Ques 5.1 - Is there a relation between the number of co-writers and Rating?¶


• Nothing conclusive can be said since the number of episodes written by more than one writer is only 33/186 making the data too skewed for conclusive observations.

Ques 5.2 - Do any particular director-writer combination fare better ratings?¶


• Director-Writer pairs who have worked together in more than one episode seem to rake in slightly better ratings than those pairs who have worked together in only one episode.


• For (Jeffrey Blitz, Paul Lieberstein)-2/2 episodes,(Ken Kwapis, Greg Daniels)-2/3 episodes and (Paul Feig, Gene Stupnitsky | Lee Eisenberg)-3/4 episodes that they worked together on have ratings > 75th percentile of ratings(>8.6). While for (Matt Sohn, Allison Silverman)-2/2 episodes that they worked together on have ratings < 25th percentile of ratings(<7.8).

• Percentage shown is with respect to total number of episodes per season. Season 6 and 8 experimented with the most number of new director-writer pairs(who worked together in just one episode) hence accounting for almost 80% of the episodes in both seasons.

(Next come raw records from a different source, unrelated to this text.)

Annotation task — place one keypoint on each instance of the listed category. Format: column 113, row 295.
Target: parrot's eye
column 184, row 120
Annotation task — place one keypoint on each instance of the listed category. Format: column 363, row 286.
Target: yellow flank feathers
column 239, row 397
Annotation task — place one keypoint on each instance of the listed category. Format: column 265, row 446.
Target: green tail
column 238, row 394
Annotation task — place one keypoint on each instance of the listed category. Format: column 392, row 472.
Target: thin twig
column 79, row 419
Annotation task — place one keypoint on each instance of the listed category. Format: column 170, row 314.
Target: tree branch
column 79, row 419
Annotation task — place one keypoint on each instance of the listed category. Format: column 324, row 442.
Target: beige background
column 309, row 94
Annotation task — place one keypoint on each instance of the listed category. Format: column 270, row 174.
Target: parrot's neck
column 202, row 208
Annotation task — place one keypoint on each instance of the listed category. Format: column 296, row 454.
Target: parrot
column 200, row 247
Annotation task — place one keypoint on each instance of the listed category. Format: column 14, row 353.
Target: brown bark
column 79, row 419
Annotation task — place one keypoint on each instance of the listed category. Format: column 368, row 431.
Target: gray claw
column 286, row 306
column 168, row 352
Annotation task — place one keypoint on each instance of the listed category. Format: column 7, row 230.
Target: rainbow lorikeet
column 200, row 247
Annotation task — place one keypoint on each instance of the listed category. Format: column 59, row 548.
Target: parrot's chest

Ques 5.3 - Do actors make good directors/writers considering they know the show from a different perspective?¶


• Although the number of episodes(19) involved are too less to form any conclusive observations,in Season 6 and 8, 5/7 actors directed an episode possibly to revive the low ratings.


• Half of the episodes belong to seasons 8 and 9 and most episodes are below median rating of 8.2. All three episodes directed by John Krasinski are lowly rated.


• Some iconic episodes like "Scott's Tots", "Michael's last dundies" and "Garage sale" feature in the list. Two iconic episodes "Casino Night" and "Survivor Man" were written by Steve Carell.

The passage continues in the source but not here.